March 28, 2004

A Cat Named Darwin:
Embracing the Bond Between Man and Pet

William Jordan

Love and Death -- My friend Jack Gould has observed that cats are a triumph of evolution. Look how cats (and dogs) have ingratiated themselves into the lives of humans -- not merely achieving a level of co-existence, but cultivating a place of true worship within our lives. Cats and dogs, one could easily argue, are the world's real empire builders, prevailing and not simply surviving. Regrettably, William Jordan (a Ph.D. in entomology from the University of California at Berkeley) doesn't really explore the Darwin behind his little Darwin; rather, he spends a year of his life (and 187 pages of our's) learning that, sigh, the human heart is stronger than the human mind.
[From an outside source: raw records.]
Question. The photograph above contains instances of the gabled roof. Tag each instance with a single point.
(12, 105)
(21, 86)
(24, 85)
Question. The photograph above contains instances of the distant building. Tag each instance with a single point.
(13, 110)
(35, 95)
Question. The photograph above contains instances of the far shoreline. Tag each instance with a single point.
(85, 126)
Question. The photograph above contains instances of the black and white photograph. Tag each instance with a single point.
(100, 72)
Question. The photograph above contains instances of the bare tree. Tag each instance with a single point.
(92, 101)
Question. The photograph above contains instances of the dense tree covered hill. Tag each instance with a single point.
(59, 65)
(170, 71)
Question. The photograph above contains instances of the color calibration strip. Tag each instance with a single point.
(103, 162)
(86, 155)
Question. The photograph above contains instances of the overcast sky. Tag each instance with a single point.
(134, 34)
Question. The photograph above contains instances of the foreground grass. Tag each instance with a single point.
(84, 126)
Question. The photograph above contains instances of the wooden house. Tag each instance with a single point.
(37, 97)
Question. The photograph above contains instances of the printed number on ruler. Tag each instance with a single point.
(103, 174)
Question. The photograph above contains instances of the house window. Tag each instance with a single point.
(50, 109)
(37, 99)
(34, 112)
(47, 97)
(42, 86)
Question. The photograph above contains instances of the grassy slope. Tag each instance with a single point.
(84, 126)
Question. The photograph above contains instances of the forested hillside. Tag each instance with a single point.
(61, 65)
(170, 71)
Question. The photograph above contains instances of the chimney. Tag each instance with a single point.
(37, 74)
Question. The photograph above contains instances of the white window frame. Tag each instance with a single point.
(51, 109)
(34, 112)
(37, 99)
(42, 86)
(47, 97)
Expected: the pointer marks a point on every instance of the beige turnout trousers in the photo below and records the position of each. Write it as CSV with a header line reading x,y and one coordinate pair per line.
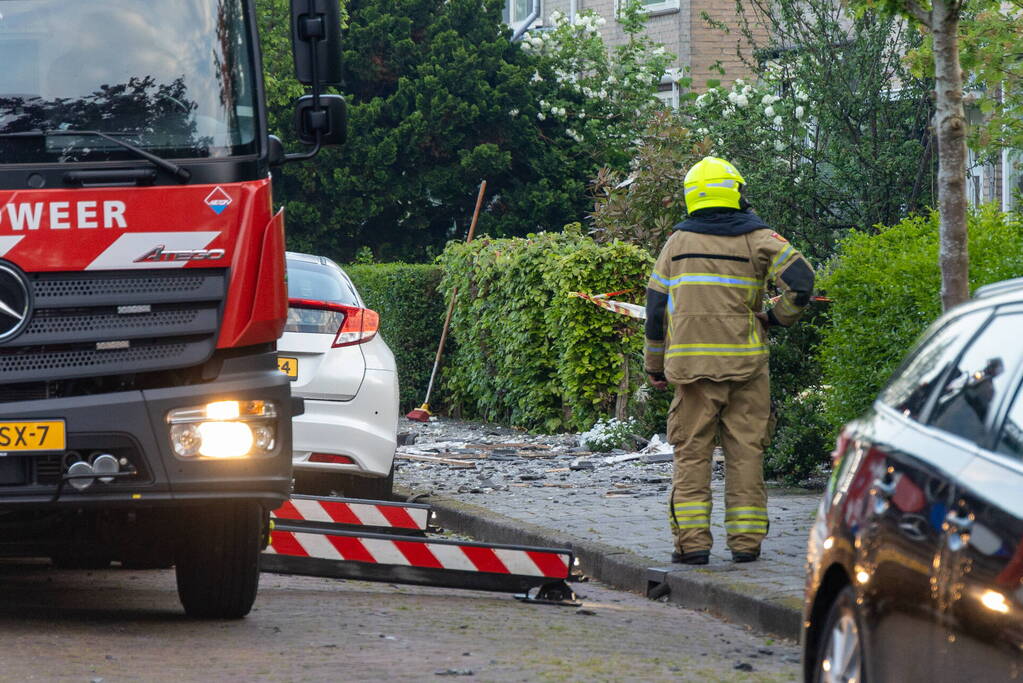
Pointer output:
x,y
739,410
It's actually not until long after Jordan has needlessly prolonged little Darwin's tortured life and completely botched his at-home, do-it-yourself euthanasia of the poor cat that the biologist begins to understand how selfishly he's been acting. But this doesn't come until a few more helpings of canned Latin are spooned down our throats and an imagined "conversation" with his now-dead cat leaves us cringing. Still, there are a few gems hidden here and there. Jordan quotes an unamed biologist saying, "They look for the second coming. They expect Him to come back on a cross. They blew it. He already came and went again. He called himself Darwin." And Jordan offers a very keen analysis of fear and religion: "Yet that same mind holds the capacity to comprehend death. It knows that we will die someday. And suddenly we find ourselves staring into the existential dilemma -- that nuclear furnace of paradox -- where the deepest essence of life, the will to survive, comes face to face with the truth of reality, and the conflict is too intense to face ... The upshot? Why gods, of course, gods created in our image and projected back upon the world ... These self-serving projections comfort us as we walk through the valley of the shadow of death and hold us back as we peer over the edge into the abyss."